Gray’s Anatomy was one of Spalding’s shorter pieces, and to fill some screen time, Soderbergh found a hand full of random people who also went through traumatic eye issues. Each of them describes what happened to them, and occasionally they are asked to comment on Gray’s alternative attempts at solving his problem. Most of them are skeptical. Filmed in spooky looking infrared black and white film, these segments give Gray’s tale a strangely haunting counter point that works surprisingly well at allowing us to digest Gray’s rapidly spit dialogue while still moving the story forward.
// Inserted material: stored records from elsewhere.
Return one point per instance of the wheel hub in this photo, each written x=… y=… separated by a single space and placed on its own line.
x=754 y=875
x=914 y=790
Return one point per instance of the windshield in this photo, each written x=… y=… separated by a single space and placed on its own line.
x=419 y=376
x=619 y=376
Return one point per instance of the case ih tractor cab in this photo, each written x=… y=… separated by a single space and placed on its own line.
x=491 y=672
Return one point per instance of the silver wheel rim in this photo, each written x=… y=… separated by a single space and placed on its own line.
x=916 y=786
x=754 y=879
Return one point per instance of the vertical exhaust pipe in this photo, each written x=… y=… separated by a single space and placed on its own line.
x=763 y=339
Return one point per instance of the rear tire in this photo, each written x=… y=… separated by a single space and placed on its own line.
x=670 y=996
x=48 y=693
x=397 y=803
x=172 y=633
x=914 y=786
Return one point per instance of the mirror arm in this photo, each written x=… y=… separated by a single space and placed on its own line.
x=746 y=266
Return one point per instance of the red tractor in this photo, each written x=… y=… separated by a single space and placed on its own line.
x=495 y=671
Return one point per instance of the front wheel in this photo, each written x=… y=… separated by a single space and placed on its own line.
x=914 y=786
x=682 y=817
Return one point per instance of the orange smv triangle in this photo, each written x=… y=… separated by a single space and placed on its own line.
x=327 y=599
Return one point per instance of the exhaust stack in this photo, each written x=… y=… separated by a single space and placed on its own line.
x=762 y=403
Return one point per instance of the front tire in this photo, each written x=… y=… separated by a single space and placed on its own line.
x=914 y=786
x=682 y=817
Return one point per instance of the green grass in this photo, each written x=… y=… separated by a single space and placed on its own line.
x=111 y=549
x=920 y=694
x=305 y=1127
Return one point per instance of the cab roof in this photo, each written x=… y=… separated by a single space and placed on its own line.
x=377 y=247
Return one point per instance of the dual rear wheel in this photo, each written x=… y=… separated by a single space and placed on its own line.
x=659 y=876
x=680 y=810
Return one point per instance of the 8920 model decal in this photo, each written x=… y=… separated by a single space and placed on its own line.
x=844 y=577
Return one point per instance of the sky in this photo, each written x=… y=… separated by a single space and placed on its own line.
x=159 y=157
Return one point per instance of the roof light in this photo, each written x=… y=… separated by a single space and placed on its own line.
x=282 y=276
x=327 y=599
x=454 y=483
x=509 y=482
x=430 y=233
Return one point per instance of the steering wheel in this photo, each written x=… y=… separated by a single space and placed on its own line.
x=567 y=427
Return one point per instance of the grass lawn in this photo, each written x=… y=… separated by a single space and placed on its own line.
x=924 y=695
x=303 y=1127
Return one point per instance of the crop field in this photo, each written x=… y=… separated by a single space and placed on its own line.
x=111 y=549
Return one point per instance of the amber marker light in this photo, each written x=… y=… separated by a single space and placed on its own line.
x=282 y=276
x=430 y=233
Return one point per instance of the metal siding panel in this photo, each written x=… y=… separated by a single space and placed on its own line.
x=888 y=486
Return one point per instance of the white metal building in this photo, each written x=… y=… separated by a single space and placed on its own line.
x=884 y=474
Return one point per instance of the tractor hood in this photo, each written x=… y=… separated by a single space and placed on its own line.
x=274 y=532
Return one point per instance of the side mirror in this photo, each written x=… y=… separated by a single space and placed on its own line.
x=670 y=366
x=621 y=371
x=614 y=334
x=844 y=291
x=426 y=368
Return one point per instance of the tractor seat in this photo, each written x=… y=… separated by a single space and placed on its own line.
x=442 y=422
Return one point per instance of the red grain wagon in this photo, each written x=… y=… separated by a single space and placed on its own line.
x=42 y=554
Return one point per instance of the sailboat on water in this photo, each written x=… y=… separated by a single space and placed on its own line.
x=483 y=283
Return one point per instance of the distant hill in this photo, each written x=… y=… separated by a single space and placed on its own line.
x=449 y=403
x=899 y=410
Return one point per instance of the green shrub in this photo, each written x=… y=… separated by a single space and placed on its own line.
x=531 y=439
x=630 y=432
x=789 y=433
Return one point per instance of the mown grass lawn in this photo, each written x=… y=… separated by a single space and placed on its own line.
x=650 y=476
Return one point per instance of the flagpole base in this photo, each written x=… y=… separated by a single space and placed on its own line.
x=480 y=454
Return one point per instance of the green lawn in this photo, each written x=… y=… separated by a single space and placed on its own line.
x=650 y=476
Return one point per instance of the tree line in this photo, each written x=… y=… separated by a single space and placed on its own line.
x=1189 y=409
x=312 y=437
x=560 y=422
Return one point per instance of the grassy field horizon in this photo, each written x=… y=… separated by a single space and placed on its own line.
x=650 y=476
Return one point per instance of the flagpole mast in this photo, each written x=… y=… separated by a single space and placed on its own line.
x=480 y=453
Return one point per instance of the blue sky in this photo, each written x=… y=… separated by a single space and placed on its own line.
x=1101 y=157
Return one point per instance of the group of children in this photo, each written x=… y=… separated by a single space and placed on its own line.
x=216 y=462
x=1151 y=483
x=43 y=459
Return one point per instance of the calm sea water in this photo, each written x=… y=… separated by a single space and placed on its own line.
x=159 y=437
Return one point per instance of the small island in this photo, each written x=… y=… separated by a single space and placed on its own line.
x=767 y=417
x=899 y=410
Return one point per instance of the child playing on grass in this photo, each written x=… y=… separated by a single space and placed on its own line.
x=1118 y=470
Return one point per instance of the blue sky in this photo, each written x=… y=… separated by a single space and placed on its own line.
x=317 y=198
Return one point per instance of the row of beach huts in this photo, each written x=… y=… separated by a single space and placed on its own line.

Soderbergh’s low budget reworking of Spalding’s final film monologue really looks spectacular thanks to Criterion’s top notch transfer. The camera almost exclusively focuses on close ups of Gray’s face, and in it we can now see every pore and hair in a variety of different light settings with great detail. Even the ominous looking infrared shots of citizens speaking of their own eye problems are nothing short of striking in HD. Although the audio is anchored solidly in Gray’s rich dialog, Cliff Martinez’s fitting score is pumped through a lively DTS-HD 5.1 master track. The disc and booklet are held safely within Criterion’s signature clear Blu-ray case.
Interview with Steven Soderbergh
This 13 minute interview with the director sees him looking back at how the project came to fruition, as well as how he used this micro-budget film to reinvigorate his film making process.
Interview with Renee Shafransky
As Spalding’s long time writing partner and ex-wife, Shafransky gives insight into how Gray’s monologues made it from the stage to the screen. In this 18 minute interview, she also speaks about their writing process as a team and her feelings about what the story came to be as a film.
Swimming to the Macula
Uncut and raw, with no supplemental audio, this is the video of Gray’s eye actually being operated on, as spoken about in the film.
Though the trailer does a decent job of not giving too much away, it seems to insinuate a somewhat wacky film going experience, which really isn’t the case. It does however introduce the concept of Gray speaking his mind, while others are brought in to comment on some of his decisions. It’s presented in SD, and the audio is actually quite distorted in comparison to the cleaned up film track.
A Personal History of the American Theater
Presented in its entirety, this is one of Gray’s monologues that he was performing with the Wooster Group in New York in the early 80s. This particular performance was filmed by Dan Weissman and Brad Picker at the Performing Garage on November 28, 1982. In it, Gray rattles on about many of his stage acting experiences from the decade previously with his signature dry humor and brilliant sentence structure.
This nice booklet contains shots from the film, a detailed breakdown of the film’s transfer process, and a lengthy critique on Gray and Soderbergh’s collaboration by Amy Taubin.
Soderbergh obviously held a lot of admiration for Spalding Gray. If it wasn’t obvious after seeing this, he also cast Gray in his film King of the Hill, as well as constructed And Everything Is Going Fine, a wonderful hodge-podge documentary about the man after his death. Gray’s Anatomy, in all its low budget glory, flourishes in its simplicity. Like a stage born stand-up alone in a room broadcasting to the world, Gray sits with his mic, filing through his memories with elegant composition and effortless charm, but in this odd sounding format conversion, his story loses nothing and we gain a film worth keeping for the ages.